Tier 2 VRS Further Improves Performance in Gears 5 and Gears Tactics
VRS, or Variable Rate Shading, was featured in both Gears 5 and Gears Tactics with its Tier 1 implementation. In a new blog post published on the DirectX 12 developer site, Chris Wallis (Senior Software Engineer at The Coalition) explained that both games have now had their VRS implementation upgraded to Tier 2, enabling even better performance. During the tests, The Coalition noticed a 14% performance boost in Gears Tactics when using a 6900XT GPU at 4K with Insane Settings and Quality VRS.
Tier 2 VRS is available on all hardware supporting DirectX 12 Ultimate, including Xbox Series X|S, AMD Radeon RX 6000 Series graphics cards, and NVIDIA GeForce RTX 20 Series and 30 Series GPUs.
VRS for different rendering passes
This is a list of passes that we applied VRS to:
- Base Pass: Renders all opaque meshes
- Screen Space Ambient Occlusion: Use screen-space information to approximate areas that should receive less light due to occlusion.
- Lighting: Calculate lighting for all light sources on the visible opaque meshes.
- Screen Space Global Illumination: Use screen-space information to calculate bounced lighting.
- Screen Space Reflections: Use screen-space information for creating reflections.
- SSR Temporal AA: Anti-aliasing for the results of the Screen Space Reflection pass.
- Translucency: Renders all translucent meshes.
Many of the above match the same passes we applied VRS to in Gears Tactics with our Tier 1 implementation, but one interesting pass to call out is Translucency. Tier 1 VRS applied to Translucency caused artifacts too severe to apply VRS due to the reliance on translucency for some UI effects. However, with the extra control enabled in Tier 2, we were able to bring back VRS to Translucency. Tier 2 VRS ensured UI elements in the translucency pass maintain their crispness while particles, like dust are good candidates for coarse shading.

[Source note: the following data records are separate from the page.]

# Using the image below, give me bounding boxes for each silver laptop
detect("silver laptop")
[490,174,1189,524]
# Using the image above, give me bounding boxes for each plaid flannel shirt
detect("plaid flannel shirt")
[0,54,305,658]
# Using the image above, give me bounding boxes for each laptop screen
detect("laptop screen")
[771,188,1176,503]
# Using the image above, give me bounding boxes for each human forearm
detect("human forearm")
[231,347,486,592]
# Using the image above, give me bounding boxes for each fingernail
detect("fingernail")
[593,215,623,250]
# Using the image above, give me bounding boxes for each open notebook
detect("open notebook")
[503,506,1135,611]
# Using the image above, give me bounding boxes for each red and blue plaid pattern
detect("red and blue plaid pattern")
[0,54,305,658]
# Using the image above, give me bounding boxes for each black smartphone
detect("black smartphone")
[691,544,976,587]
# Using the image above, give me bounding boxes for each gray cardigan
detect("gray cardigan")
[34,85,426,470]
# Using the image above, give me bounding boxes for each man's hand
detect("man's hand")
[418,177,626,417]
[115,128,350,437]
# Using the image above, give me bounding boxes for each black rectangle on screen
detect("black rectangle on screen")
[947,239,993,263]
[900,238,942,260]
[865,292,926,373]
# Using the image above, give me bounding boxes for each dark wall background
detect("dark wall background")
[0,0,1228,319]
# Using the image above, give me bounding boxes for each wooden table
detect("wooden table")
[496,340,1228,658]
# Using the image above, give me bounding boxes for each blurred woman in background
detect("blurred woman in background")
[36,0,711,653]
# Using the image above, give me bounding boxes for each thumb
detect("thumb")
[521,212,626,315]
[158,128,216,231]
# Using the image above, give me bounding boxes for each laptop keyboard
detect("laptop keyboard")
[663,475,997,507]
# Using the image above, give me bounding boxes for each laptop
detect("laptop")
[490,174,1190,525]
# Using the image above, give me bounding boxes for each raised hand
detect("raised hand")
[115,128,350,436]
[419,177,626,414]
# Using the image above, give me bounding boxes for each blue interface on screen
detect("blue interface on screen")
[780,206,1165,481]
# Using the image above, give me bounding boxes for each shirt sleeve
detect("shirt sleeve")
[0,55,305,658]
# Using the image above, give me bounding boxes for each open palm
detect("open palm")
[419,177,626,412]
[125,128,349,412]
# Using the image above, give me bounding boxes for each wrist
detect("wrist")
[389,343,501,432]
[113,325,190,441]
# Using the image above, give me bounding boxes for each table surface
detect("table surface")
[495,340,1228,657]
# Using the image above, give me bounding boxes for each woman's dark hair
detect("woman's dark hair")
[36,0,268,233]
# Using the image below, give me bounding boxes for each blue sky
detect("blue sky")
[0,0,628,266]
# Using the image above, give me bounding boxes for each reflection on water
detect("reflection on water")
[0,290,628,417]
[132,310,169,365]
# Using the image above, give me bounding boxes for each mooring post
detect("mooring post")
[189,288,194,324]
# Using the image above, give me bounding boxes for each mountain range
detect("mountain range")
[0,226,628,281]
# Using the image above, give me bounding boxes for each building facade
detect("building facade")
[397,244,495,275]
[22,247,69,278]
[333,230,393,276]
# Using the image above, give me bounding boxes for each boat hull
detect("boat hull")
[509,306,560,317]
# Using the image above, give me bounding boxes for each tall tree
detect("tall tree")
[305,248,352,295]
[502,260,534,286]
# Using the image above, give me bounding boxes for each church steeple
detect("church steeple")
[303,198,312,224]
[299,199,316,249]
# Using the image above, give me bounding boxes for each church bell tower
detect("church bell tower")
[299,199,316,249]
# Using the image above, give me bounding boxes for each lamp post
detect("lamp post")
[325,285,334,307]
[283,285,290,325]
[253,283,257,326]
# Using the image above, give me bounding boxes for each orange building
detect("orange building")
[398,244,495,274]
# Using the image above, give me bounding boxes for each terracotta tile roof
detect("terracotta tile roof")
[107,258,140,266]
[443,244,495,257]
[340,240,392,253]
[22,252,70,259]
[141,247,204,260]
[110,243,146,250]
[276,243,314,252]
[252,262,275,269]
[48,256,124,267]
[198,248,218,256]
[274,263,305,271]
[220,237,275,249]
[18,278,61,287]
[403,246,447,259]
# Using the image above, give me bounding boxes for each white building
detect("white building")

For PC we allowed VRS to be tuned with 3 different video settings: Quality, Balanced, and Performance. Quality matches what is used by default on Xbox Series X|S and targets no perceptual impact. Balanced similarly targets a minimal amount of perceptual difference, but under scrutiny may show some differences in favor of extra performance. Performance is an aggressive use of VRS that makes some visible compromises but gets back the most performance.
So far, not many games have implemented Variable Rate Shading in general, let alone its Tier 2 version. However, we do already know that Ubisoft's Far Cry 6 will feature support for it.